It was good while it lasted. As China opened its economy to market reforms and foreign goods over the past three decade, the Chinese developed a taste for many things, including German cars. But now the Chinese economy is losing steam, and its people aren’t as enamored of BMW’s and Volkswagens as they used to be.
Making things worse for Germany, Trump has pursued his “America First” agenda, which has thrown some cold water on global trade in general.
The slowdown is not helping at a challenging time for Germany. Its economy contracted 0.1% in the second quarter and some analysts expect third-quarter gross domestic product (GDP) data due on Nov. 14 to show a similar decline – which would leave the economy in recession for the first time since 2013.
To be clear, German trade with China is a small part of the country’s $3.8 trillion economy, but it steadily grew, making it important at the margin.
Now, with growth in Chinese demand for goods “Made In Germany” ebbing, and by some measures falling, the once lucrative export market is proving less supportive as the economy stagnates.
Axel Mattern, a senior manager at the Port of Hamburg, said:
“China is our most important trading partner but the future trend is hard to predict.”
Some industrialists say politicians who looked past human rights abuses in China in the hope trade would turn the Asian country into a Western-style state with an open economy and equal market access were deluded.
Federation of German Industry’s (BDI) Stefan Mair, a leading advocate for a more pragmatic German policy towards China, said:
“That turned out to be wishful thinking.”
The fantasy wasn’t restricted to Germany. U.S. President George W. Bush supported adding China to the WTO for the same reason, thinking the country would bend toward Western norms. It didn’t work.
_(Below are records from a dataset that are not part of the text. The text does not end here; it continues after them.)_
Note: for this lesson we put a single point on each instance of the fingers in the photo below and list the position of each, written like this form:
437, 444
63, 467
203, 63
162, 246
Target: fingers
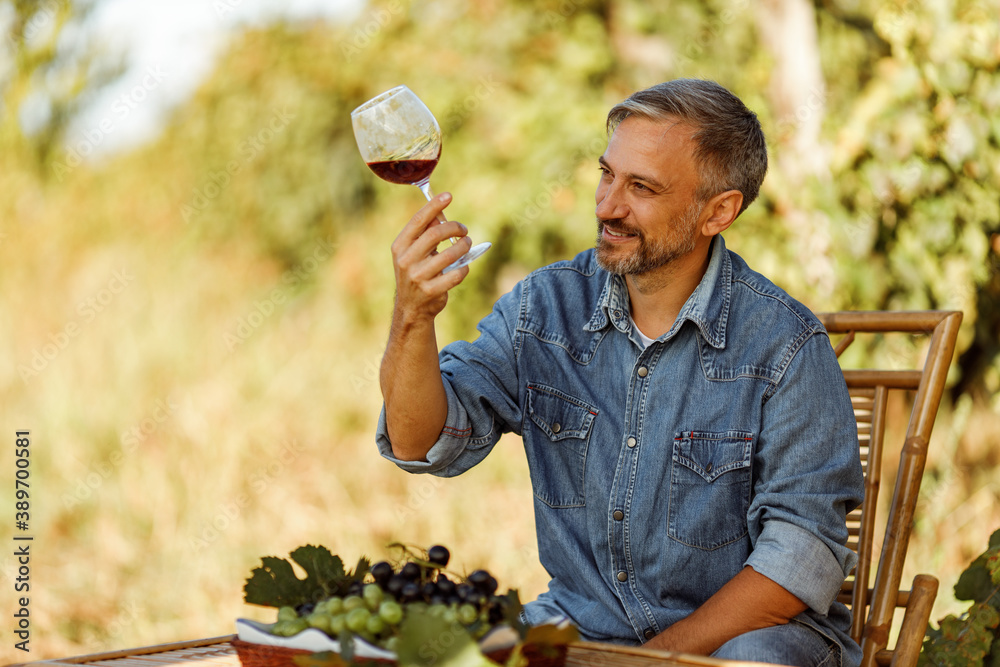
415, 249
427, 219
421, 286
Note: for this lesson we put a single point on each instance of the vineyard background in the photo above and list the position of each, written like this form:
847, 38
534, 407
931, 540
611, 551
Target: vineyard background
193, 325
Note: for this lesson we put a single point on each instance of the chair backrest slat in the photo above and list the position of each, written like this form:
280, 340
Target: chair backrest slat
873, 605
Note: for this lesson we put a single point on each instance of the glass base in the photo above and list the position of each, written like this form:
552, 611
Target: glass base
474, 253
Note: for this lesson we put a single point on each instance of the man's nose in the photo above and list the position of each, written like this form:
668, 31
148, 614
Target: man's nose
610, 202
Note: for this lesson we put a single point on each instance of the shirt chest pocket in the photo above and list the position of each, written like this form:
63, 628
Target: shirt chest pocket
556, 446
709, 487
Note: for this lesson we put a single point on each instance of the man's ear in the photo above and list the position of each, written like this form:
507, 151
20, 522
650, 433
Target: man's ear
720, 212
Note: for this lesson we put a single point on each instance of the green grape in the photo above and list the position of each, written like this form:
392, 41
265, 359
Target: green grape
357, 619
391, 612
372, 594
467, 614
338, 624
289, 628
332, 605
375, 625
352, 602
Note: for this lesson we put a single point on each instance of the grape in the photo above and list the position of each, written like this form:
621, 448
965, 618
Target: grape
375, 611
372, 595
410, 571
395, 585
320, 621
352, 602
410, 592
338, 624
438, 555
382, 572
289, 628
391, 612
429, 590
334, 605
446, 585
357, 619
479, 578
467, 614
375, 625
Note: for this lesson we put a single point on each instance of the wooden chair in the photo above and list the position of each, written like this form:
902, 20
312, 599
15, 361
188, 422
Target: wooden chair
874, 605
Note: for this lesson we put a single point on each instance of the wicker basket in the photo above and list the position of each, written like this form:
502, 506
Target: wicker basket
266, 655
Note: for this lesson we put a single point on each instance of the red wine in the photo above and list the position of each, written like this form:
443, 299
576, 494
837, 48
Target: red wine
404, 172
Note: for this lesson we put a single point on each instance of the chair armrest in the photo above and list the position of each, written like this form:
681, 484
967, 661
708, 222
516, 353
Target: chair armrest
915, 621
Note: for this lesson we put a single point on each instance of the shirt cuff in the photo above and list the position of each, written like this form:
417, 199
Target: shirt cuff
799, 562
449, 446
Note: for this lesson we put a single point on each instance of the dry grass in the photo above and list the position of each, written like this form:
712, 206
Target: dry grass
250, 451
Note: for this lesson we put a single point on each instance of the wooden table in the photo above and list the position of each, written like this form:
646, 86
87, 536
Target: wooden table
218, 652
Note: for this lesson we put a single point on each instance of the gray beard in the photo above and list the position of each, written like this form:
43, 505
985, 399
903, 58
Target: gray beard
650, 255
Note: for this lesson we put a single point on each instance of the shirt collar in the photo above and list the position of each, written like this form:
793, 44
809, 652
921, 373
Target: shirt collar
707, 307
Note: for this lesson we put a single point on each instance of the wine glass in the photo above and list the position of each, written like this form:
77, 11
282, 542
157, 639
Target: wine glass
400, 141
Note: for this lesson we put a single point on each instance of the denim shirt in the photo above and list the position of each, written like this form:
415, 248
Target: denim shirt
659, 473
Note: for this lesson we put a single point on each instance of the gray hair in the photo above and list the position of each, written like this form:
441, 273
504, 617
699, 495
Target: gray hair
730, 151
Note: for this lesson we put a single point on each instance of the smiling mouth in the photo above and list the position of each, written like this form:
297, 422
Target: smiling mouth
612, 232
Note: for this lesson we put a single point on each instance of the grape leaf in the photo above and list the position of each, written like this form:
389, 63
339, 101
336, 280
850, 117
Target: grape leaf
994, 542
275, 583
974, 584
427, 640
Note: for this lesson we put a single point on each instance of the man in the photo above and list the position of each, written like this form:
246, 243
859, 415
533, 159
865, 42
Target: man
690, 440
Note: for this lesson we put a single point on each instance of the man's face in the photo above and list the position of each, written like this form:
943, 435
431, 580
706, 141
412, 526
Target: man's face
647, 212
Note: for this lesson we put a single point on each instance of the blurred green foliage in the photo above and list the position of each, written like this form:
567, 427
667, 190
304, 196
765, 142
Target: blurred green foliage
263, 154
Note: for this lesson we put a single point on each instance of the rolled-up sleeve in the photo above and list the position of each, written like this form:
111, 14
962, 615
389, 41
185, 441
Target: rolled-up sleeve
807, 478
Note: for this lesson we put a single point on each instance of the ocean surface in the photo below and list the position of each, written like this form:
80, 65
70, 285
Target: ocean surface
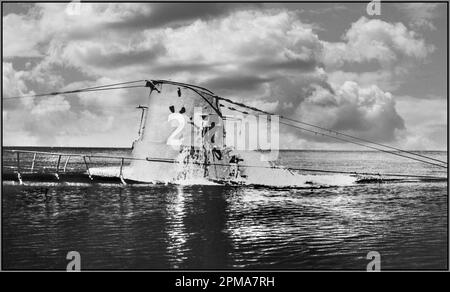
330, 226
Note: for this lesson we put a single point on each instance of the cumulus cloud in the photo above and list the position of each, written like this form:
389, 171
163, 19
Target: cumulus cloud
376, 40
421, 15
366, 112
268, 57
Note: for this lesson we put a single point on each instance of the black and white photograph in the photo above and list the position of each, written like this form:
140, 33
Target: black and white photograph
224, 136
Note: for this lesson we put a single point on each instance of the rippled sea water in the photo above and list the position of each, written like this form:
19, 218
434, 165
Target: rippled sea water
218, 227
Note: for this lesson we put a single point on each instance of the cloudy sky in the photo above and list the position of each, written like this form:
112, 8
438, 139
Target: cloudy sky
378, 77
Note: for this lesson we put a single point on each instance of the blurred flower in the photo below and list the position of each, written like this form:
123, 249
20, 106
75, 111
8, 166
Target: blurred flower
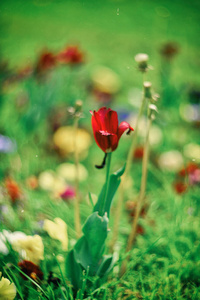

They sold us a lot of their stuff as the West sent them a lot of cash, but the country is arguably more authoritarian today than it has been in 20 years.
The International Monetary Fund downgraded its growth forecast for Germany’s economy last month to 0.5% in 2019 and 1.2% in 2020, saying in its World Economic Outlook that weaker Chinese demand was one factor behind a broader slowdown in industrial output, along with the fallout from trade tensions.